Corrieron los años, dejé la ciudad y un día volví para enterarme: Ricky se casaba. Pero no con aquel amor de juventud; sino con uno nuevo. ¿Qué había pasado? Aquella primera chica lo había engañado en pleno noviazgo. Cuchillada helada, demonio de Tasmania, Piolín hambriento que se come al lindo gatito. Ni hablar. ¿Y el matrimonio? Resultó que la traicionera exnovia se casaba con el maltrecho hombre traicionero… ¿La respuesta? Ricky regresó la venganza con saña de caballeros: Se acostó con la prometida una vez más, como auténtico final de despedida… ¡Uf!… Descubrió que aquello no curaba.
Así es que con el dolor colgándole por el costado, Ricky fue y se metió a los antros que pudo con el fin de ahogar en copas su dolor y se le declaró, uno de esos días, a la primera mujer que le atrajo. A los dos meses de conocerla, le propuso matrimonio. Le compró una casa donde vivirían su compromiso, cortando el futuro de su despacho de abogados. Tal cual, fue de lo que me enteré ante mi primer viaje de regreso a la ciudad. Decidí, acertadamente, no dar consejos esta vez.
Volví a mis labores fuera de la ciudad hasta que, un par de años después, recibí llamada de él. Ellos, como pareja, tuvieron que visitar al doctor. Síntomas un tanto preocupantes le aparecieron a su mujer y él, de ninguna manera le permitió atenderlos sola. Completaron exámenes de sangre, radiografías y ecografías. Los resultados no dejaron lugar a dudas.
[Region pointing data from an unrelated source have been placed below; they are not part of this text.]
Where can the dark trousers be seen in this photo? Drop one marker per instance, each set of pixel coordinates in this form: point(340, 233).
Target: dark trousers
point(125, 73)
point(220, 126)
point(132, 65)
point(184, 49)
El doctor les dijo, con una mirada temerariamente seria, pero también con una sonrisa de lado a lado: “Señores, los felicito; van ustedes a ser padres”. Ricky comenzó la lotería de llamadas telefónicas, hasta que se topó con mi número y una vez enterado y entusiasmado, lo felicité.
Al mes volvió a marcar. “Fuimos a los exámenes de sangre, radiografías y ecografías y al final, el doctor nos dijo: Señores, los felicito, no es uno, sino dos los hijos que van a tener”. Abracé a mi amigo con cariño a través del celular.
Al mes, Ricky volvió a marcar. Exámenes de seguimiento: sangre, radiografías y ecografías. “El doctor nos dijo: los felicito, no son dos, sino tres los hijos que van a tener”. Abracé a mi amigo con cariño a través del celular y pensé en el tema económico, en si debía o no darle mi consejo. “Vaya, no voy a callar”. Y le comenté: “Te recomiendo que ya no vayas con el ginecólogo, Ricky, no vaya a ser que a la próxima te diga que van a ser cuatro”.
Felices, trillizos tuvieron. Luego cancelaron la paridera de hijos y se dedicaron al puro gozo; que es gozo puro.